Para todos los ejemplos que hemos discutido, o que discutiremos en lecciones posteriores, existe un algoritmo subyacente del que se derivan los circuitos. Generalmente los circuitos de una familia siguen algún patrón básico que es fácil de extrapolar a entradas cada vez más grandes, como encadenar sumadores completos para crear circuitos booleanos para la suma o realizar capas de compuertas Hadamard y otras compuertas en algún patrón fácil de describir.

Pero ¿qué ocurre si hay costos computacionales prohibitivos asociados con los patrones en los propios circuitos? Por ejemplo, la descripción de cada miembro CnC_n de una familia de circuitos podría, en principio, estar determinada por alguna función de nn extremadamente difícil de calcular.

La respuesta es que esto es de hecho un problema — y por ello debemos imponer restricciones adicionales a las familias de circuitos más allá de tener costo polinomial para que representen verdaderamente algoritmos eficientes.

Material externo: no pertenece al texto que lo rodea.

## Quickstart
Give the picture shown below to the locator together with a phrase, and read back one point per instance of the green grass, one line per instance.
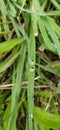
(29, 65)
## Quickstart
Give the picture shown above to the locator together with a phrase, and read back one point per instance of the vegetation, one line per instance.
(29, 64)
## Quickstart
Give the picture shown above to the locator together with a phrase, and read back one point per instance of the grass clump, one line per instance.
(29, 64)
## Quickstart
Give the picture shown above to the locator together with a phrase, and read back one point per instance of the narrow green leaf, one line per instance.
(8, 45)
(46, 119)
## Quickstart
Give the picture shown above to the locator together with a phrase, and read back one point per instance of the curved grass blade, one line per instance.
(8, 45)
(46, 119)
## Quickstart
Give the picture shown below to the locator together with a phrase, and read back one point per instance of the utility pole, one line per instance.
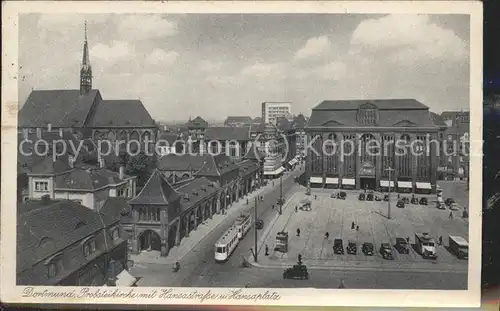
(255, 251)
(389, 200)
(281, 194)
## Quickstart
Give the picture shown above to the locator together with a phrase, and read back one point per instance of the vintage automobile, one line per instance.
(386, 251)
(449, 201)
(297, 272)
(338, 247)
(367, 248)
(402, 246)
(341, 195)
(352, 248)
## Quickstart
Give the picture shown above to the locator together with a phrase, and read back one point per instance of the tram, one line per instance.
(226, 244)
(243, 223)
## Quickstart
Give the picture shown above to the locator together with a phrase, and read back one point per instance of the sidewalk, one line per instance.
(177, 253)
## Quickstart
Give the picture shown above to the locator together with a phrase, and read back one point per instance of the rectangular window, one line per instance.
(41, 186)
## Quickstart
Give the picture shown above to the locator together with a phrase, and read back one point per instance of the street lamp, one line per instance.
(390, 170)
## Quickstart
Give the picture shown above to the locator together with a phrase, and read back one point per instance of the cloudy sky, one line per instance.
(183, 65)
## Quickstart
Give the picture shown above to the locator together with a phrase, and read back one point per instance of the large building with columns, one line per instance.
(364, 144)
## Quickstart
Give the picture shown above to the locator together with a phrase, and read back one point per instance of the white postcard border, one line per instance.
(299, 297)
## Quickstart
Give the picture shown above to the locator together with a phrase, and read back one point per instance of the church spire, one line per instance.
(86, 69)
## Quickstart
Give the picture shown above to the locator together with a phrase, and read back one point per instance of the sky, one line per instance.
(215, 65)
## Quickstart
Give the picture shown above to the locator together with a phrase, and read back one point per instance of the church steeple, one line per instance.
(86, 70)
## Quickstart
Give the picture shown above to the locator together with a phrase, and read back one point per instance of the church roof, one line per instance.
(392, 112)
(60, 108)
(156, 191)
(121, 113)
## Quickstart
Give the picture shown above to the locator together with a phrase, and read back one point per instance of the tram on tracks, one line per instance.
(226, 244)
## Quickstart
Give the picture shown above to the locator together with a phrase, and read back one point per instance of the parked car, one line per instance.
(352, 248)
(367, 248)
(449, 201)
(402, 246)
(386, 251)
(296, 272)
(338, 247)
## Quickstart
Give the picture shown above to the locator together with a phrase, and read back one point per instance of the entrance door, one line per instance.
(368, 183)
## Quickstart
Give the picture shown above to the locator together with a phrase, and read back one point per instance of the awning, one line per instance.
(405, 184)
(424, 185)
(125, 279)
(332, 181)
(275, 172)
(385, 183)
(348, 182)
(316, 180)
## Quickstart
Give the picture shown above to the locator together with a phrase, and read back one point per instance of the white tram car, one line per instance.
(226, 244)
(230, 239)
(243, 223)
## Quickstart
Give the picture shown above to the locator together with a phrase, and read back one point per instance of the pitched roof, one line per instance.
(227, 133)
(118, 208)
(156, 191)
(238, 119)
(197, 122)
(195, 191)
(88, 178)
(200, 165)
(390, 113)
(60, 108)
(46, 227)
(121, 113)
(382, 104)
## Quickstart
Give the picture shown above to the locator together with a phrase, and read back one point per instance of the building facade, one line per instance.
(366, 144)
(457, 144)
(61, 242)
(271, 111)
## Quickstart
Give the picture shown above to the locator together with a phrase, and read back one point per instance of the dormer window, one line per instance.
(89, 247)
(367, 115)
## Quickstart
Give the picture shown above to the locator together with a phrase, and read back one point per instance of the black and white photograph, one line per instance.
(271, 152)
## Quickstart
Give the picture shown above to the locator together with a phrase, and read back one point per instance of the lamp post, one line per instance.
(390, 170)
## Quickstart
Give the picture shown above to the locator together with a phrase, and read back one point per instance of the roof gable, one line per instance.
(157, 191)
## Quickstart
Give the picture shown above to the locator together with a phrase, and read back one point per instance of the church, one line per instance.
(85, 113)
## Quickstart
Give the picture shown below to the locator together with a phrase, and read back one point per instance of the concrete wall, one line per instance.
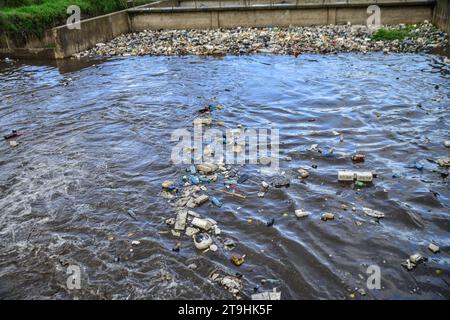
(441, 16)
(223, 3)
(62, 42)
(92, 31)
(277, 15)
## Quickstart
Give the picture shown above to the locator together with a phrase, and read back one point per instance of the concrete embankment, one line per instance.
(62, 42)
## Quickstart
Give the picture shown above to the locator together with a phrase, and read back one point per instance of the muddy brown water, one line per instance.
(96, 144)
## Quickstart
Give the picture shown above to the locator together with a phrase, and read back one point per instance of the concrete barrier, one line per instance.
(282, 15)
(62, 42)
(92, 31)
(441, 15)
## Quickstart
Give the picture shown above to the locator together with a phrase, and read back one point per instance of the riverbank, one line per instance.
(35, 17)
(318, 39)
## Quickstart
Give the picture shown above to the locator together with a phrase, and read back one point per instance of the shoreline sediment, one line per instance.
(320, 39)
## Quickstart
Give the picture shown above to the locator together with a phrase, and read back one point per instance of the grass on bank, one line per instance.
(36, 16)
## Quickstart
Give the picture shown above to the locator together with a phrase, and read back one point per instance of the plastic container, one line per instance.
(202, 241)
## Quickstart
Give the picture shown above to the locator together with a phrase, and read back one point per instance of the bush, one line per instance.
(38, 15)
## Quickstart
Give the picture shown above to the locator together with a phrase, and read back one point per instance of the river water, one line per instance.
(96, 144)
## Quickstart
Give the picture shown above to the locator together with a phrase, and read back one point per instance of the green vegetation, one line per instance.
(392, 34)
(35, 16)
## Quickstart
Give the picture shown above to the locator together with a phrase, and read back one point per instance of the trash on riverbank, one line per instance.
(274, 40)
(201, 199)
(238, 260)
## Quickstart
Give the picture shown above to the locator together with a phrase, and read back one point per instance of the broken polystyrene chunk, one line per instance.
(346, 175)
(373, 213)
(267, 295)
(180, 221)
(202, 241)
(202, 223)
(433, 248)
(364, 176)
(300, 213)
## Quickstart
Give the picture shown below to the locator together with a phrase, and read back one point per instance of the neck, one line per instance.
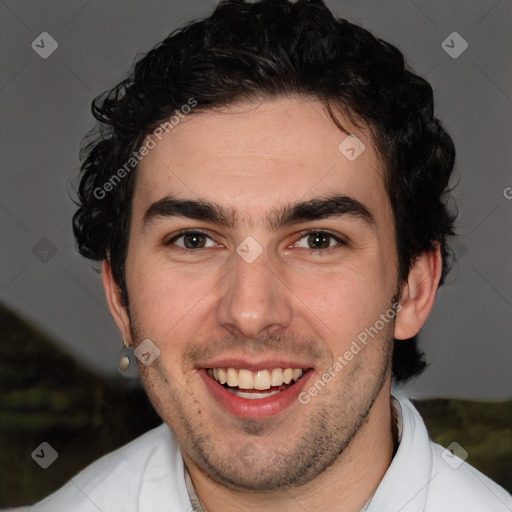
(343, 487)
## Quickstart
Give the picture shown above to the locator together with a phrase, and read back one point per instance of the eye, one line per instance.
(192, 240)
(318, 241)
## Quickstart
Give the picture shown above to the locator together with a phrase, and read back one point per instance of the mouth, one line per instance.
(255, 384)
(255, 394)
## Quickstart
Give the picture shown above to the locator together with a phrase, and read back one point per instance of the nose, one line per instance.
(254, 301)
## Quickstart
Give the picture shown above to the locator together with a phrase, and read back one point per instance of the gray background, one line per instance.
(45, 113)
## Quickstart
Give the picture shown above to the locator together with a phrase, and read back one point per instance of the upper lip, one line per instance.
(254, 365)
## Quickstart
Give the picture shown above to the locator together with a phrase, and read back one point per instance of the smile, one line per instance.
(246, 383)
(255, 393)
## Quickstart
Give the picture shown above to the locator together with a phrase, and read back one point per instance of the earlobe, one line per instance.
(115, 302)
(418, 294)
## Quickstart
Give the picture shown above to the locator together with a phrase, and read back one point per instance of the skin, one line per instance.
(291, 302)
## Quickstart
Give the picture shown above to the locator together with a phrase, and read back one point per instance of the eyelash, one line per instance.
(302, 234)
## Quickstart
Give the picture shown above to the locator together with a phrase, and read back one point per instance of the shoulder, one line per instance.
(458, 486)
(450, 484)
(133, 478)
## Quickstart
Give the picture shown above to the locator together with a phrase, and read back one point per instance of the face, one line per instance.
(258, 253)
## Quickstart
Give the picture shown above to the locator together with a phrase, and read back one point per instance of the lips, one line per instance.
(255, 393)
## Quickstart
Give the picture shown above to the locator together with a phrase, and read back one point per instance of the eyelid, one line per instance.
(340, 239)
(184, 232)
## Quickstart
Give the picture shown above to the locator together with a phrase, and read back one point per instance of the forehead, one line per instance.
(257, 156)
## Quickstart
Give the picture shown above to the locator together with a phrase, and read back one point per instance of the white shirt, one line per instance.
(147, 475)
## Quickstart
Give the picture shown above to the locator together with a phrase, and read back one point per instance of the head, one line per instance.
(243, 236)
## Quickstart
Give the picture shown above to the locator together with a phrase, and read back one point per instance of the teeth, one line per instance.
(260, 380)
(245, 380)
(276, 377)
(222, 377)
(232, 375)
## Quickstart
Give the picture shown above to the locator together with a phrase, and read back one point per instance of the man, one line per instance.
(268, 200)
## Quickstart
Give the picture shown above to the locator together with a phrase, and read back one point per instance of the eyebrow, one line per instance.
(294, 213)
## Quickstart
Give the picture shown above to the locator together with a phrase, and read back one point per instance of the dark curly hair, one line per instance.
(252, 51)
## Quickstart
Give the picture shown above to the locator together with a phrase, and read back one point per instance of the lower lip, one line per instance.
(257, 408)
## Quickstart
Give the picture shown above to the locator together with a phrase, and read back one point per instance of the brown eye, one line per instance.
(194, 241)
(319, 240)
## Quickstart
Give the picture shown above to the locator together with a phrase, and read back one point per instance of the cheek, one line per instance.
(342, 303)
(166, 301)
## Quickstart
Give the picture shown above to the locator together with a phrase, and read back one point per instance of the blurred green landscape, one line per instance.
(46, 396)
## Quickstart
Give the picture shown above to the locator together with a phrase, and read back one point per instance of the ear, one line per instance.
(418, 294)
(115, 302)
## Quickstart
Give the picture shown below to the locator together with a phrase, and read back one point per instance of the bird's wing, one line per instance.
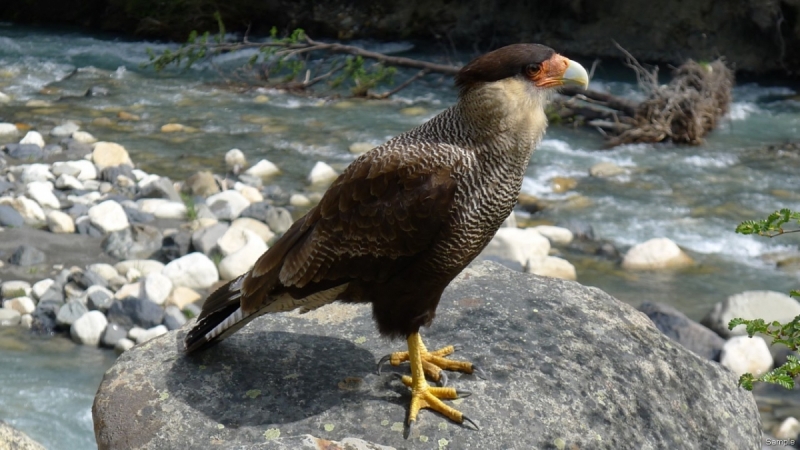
(385, 209)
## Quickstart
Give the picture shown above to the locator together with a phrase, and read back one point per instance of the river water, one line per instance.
(693, 195)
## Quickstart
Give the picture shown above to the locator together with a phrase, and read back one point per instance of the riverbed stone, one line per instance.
(205, 239)
(144, 266)
(321, 174)
(767, 305)
(655, 254)
(227, 205)
(242, 260)
(69, 313)
(89, 328)
(9, 317)
(692, 335)
(743, 354)
(110, 154)
(263, 169)
(156, 287)
(132, 311)
(33, 137)
(194, 271)
(517, 327)
(60, 222)
(24, 305)
(27, 255)
(112, 334)
(108, 216)
(9, 217)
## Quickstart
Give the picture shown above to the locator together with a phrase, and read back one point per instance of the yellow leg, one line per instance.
(422, 394)
(432, 362)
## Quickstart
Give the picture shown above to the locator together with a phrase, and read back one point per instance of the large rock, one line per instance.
(685, 331)
(658, 253)
(566, 367)
(194, 271)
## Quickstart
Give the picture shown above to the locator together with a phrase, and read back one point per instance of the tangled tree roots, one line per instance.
(682, 111)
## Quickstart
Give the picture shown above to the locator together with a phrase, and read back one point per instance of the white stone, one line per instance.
(110, 154)
(108, 216)
(257, 227)
(14, 288)
(236, 201)
(42, 193)
(194, 270)
(59, 222)
(299, 200)
(156, 287)
(65, 181)
(65, 129)
(526, 246)
(23, 305)
(658, 253)
(84, 137)
(249, 192)
(40, 287)
(742, 354)
(322, 174)
(80, 169)
(135, 332)
(107, 271)
(360, 147)
(556, 235)
(263, 169)
(788, 429)
(143, 266)
(148, 334)
(36, 172)
(242, 260)
(33, 137)
(88, 329)
(26, 320)
(8, 128)
(182, 297)
(29, 210)
(132, 289)
(555, 267)
(235, 160)
(162, 208)
(123, 345)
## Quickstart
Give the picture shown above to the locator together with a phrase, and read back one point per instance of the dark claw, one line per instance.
(382, 362)
(443, 378)
(467, 419)
(479, 372)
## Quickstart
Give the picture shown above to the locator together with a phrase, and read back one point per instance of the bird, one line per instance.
(404, 219)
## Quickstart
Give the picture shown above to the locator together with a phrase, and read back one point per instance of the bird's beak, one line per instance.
(559, 71)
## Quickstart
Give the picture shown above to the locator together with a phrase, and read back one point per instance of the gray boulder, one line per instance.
(684, 330)
(566, 366)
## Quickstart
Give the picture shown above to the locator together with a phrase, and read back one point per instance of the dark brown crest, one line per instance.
(502, 63)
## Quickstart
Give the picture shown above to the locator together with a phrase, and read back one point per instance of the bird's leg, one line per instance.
(422, 394)
(432, 362)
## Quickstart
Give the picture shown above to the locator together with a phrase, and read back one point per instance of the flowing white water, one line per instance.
(693, 195)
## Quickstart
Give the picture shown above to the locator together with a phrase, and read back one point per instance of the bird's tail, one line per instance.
(222, 316)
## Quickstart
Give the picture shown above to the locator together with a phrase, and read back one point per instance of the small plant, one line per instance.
(786, 334)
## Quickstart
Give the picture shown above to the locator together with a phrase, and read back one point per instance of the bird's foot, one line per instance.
(424, 395)
(432, 362)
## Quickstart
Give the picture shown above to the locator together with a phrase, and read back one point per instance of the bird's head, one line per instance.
(536, 65)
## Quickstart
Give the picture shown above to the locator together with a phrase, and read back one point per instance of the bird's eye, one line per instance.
(531, 69)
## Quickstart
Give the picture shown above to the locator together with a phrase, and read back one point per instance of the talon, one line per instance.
(467, 419)
(382, 362)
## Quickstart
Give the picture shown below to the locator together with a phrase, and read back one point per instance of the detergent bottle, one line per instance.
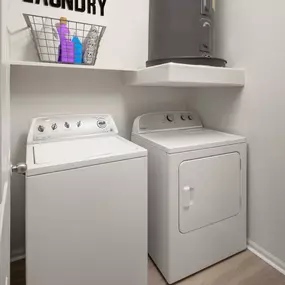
(66, 49)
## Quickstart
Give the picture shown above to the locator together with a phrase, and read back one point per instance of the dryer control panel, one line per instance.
(47, 129)
(167, 121)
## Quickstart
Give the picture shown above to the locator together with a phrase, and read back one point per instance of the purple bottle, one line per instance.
(66, 49)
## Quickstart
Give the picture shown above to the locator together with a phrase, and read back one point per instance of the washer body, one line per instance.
(86, 203)
(197, 192)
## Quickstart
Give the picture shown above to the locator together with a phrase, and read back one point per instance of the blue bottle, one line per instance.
(77, 50)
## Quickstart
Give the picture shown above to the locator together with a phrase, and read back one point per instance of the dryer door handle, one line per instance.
(188, 196)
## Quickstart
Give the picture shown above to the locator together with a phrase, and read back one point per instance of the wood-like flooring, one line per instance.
(242, 269)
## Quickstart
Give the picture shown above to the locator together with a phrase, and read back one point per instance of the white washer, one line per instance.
(197, 192)
(86, 203)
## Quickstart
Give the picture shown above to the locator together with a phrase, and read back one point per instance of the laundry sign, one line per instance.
(83, 6)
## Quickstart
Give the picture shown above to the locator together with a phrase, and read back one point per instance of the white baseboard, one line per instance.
(267, 256)
(17, 258)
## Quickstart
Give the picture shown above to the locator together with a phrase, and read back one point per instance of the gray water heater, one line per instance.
(181, 31)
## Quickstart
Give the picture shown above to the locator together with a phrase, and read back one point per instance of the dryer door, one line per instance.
(209, 191)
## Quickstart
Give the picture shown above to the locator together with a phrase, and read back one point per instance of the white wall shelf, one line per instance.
(60, 65)
(182, 75)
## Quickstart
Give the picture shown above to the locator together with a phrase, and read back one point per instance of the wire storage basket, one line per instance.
(65, 41)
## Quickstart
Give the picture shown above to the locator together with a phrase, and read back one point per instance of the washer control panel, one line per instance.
(167, 121)
(69, 126)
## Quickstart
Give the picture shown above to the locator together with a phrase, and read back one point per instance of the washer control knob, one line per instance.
(183, 117)
(41, 129)
(101, 124)
(54, 127)
(170, 118)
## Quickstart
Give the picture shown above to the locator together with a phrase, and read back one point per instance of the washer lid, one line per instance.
(63, 155)
(190, 139)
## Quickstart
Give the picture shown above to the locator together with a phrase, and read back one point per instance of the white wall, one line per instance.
(251, 35)
(51, 91)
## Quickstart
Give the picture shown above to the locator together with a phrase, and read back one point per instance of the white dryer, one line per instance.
(86, 203)
(197, 192)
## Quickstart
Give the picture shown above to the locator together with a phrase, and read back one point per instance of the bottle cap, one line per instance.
(63, 20)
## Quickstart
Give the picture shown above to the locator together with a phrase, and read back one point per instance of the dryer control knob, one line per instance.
(170, 118)
(41, 129)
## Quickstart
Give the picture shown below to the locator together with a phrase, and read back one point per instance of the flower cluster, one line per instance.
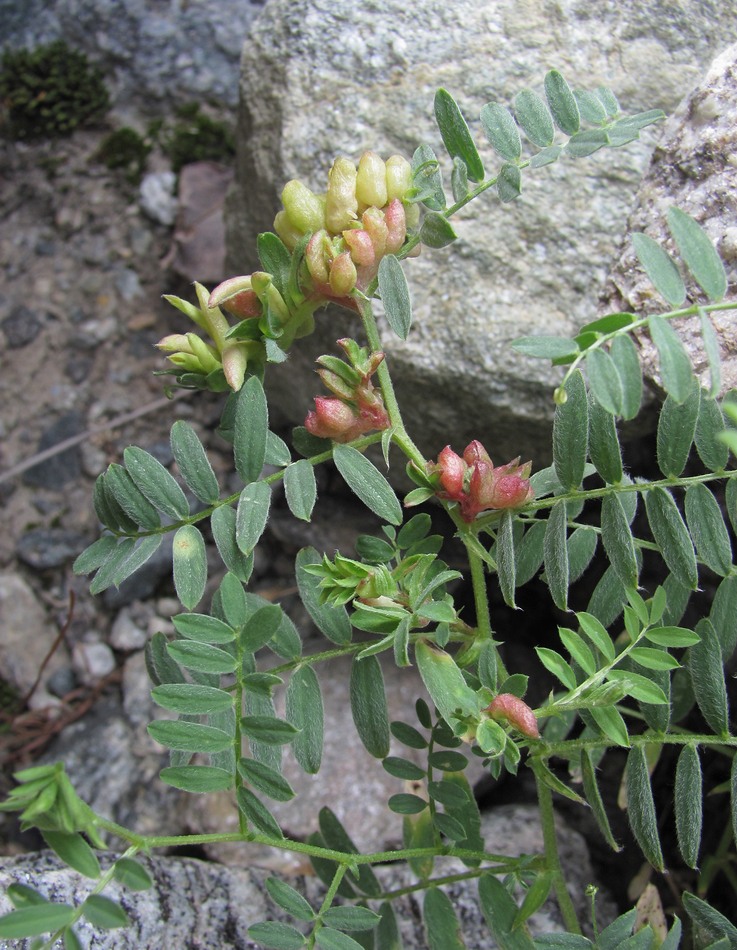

La propiedad de uniformidad para circuitos hace esto estipulando que, en diversas formulaciones precisas, debe ser computacionalmente fácil obtener la descripción de cada circuito de una familia. Todas las familias de circuitos que analizaremos sí tienen esta propiedad — pero este es sin embargo un problema importante a tener en cuenta en general cuando se estudian los modelos de circuitos de computación desde un punto de vista formal.